Fundamental and Value Profile

Molson Coors Brewing Company (MCBC) is a holding company. The Company operates as a brewer. The Company’s segments include MillerCoors LLC (United States segment), operating in the United States; Molson Coors Canada (Canada segment), operating in Canada; Molson Coors Europe (Europe segment), operating in Bulgaria, Croatia, Czech Republic, Hungary, Montenegro, Republic of Ireland, Romania, Serbia, the United Kingdom and various other European countries; Molson Coors International (Molson Coors International segment), operating in various other countries, and Corporate. The Company brews, markets, sells and distributes a range of beer brands. The Company offers a portfolio of owned and partner brands, including Carling, Coors Light, Miller Lite, Molson Canadian and Staropramen, as well as craft and specialty beers, such as the Blue Moon Brewing Company brands, the Jacob Leinenkugel Brewing Company brands, Creemore Springs, Cobra and Doom Bar. TAP’s current market cap is $9.2 billion.

Earnings and Sales Growth: Over the last twelve months, earnings increased a little over 9.46%, while sales declined -3.42%. In the last quarter, earnings grew by 4.52% while sales increased 11.5%. TAP’s margin profile has historically been narrow, with Net Income over the last twelve months that was 4.86% of Revenues, but strengthened in the last quarter to 12.45% – a strong sign that the company is managing costs while also leveraging sales effectively.

Free Cash Flow: TAP’s free cash flow is healthy, at a little over $1.5 billion for the trailing twelve month period. That translates to a very attractive Free Cash Flow yield of 18.41%.

Debt to Equity: TAP has a debt/equity ratio of .52, a relatively low number that indicates the company operates with a generally conservative philosophy about leverage. Despite their impressive margin profile, the company doesn’t have great liquidity, with cash and liquid assets of about $731 million against $7.1 billion billion in long-term debt. It is worth noting at the beginning of 2020, cash was about $666 million while long-term debt was around $8 billion – meaning that management has increased liquidity while reducing debt, and which is another sign of strength. It is also true that since the end of 2018 the company has cleared more than $2.4 billion in long-term debt from their balance sheet.

Dividend: TAP suspended its dividend payout earlier this year in response to COVID-19 concerns, with no forecast about if or when the dividend will be resumed.

Price/Book Ratio: there are a lot of ways to measure how much a stock should be worth; but I like to work with a combination of Price/Book and Price/Cash Flow analysis. Together, these measurements provide a long-term, fair value target around $72.50 per share. That means that TAP is extremely undervalued, offering 71% upside from its current price.

Technical Profile

Here’s a look at the stock’s latest technical chart.

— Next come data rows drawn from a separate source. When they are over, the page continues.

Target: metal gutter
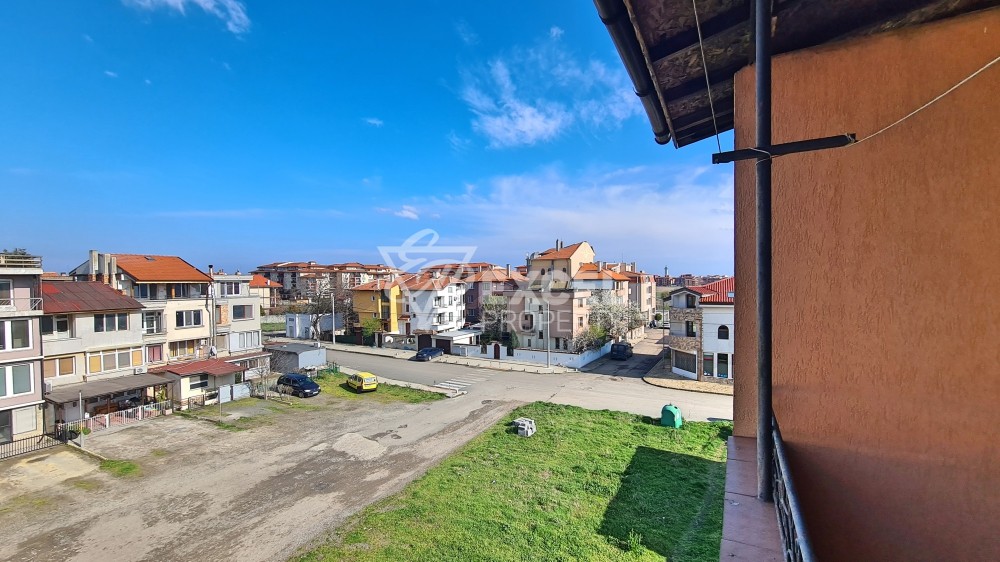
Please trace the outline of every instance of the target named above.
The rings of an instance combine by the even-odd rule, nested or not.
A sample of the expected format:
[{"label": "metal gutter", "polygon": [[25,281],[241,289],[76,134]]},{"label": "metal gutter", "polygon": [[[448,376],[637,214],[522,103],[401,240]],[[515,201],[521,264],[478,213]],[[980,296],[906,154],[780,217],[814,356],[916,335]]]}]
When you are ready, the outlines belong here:
[{"label": "metal gutter", "polygon": [[646,58],[643,56],[642,47],[639,46],[636,30],[625,9],[625,3],[622,0],[594,0],[594,6],[597,7],[601,21],[608,28],[611,41],[618,50],[618,56],[625,65],[632,85],[635,86],[635,95],[642,101],[642,107],[646,110],[657,144],[669,143],[670,129],[667,126],[667,118],[663,114],[656,86],[646,66]]}]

Current Price Action/Trends and Pivots: The chart above displays the stock’s price activity over the last year. The red diagonal line traces the downward trend from a February peak at around $62 to a low in October at around $32. It also provides the baseline for the Fibonacci retracement lines shown on the right side of the chart. The stock’s rally since the beginning of the month is obvious, and has pushed the stock just a little below the 38.2% retracement line, which offers immediate resistance at around $43.50. Support is between $39 and $40 based on pivot activity in that range in May, June and July. A push above $43.50 should give the stock room to push to next resistance between $47 and $48 where the 50% retracement line sits, while a drop below $39 could see the stock drop to around $36 before finding next support.

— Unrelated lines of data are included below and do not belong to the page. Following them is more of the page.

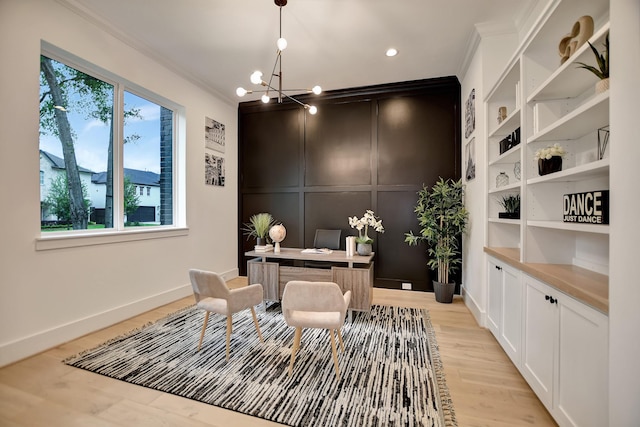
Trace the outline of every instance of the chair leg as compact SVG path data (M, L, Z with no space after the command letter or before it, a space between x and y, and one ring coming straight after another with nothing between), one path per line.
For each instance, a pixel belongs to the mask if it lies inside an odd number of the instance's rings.
M230 314L227 315L227 361L229 361L229 347L231 344L231 332L233 330L233 325L231 323L232 316Z
M336 329L336 331L338 331L338 340L340 341L340 349L344 353L344 342L342 341L342 332L340 332L340 329Z
M333 329L329 329L329 337L331 338L331 353L333 354L333 366L336 368L336 378L340 378L340 368L338 367L338 352L336 351L336 339L333 336Z
M296 361L296 353L300 347L300 338L302 337L302 328L296 328L296 333L293 337L293 347L291 348L291 362L289 362L289 376L293 372L293 363Z
M202 324L202 332L200 332L200 342L198 343L198 351L200 351L200 347L202 347L202 339L204 338L204 331L207 330L207 322L209 321L209 312L206 311L204 315L204 323Z
M253 307L251 307L251 314L253 315L253 323L256 325L256 331L258 331L260 342L264 342L264 338L262 338L262 332L260 332L260 325L258 325L258 317L256 316L256 310Z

Near-term Keys: The value proposition on TAP is compelling, with a strong balance sheet providing even more evidence that the market finally seems to be recognizing. I think that means that TAP’s long-term prospects are better than they have been in a couple of years. If you prefer to work with short-term trading strategies, you could use a push above $43.50 as a signal to buy the stock or to work with call options, using $47 to $48 as useful target prices for a bullish trade. A drop below $39 could offer a signal to think about shorting the stock or working with put options, using  $36 as a useful target on a bearish trade.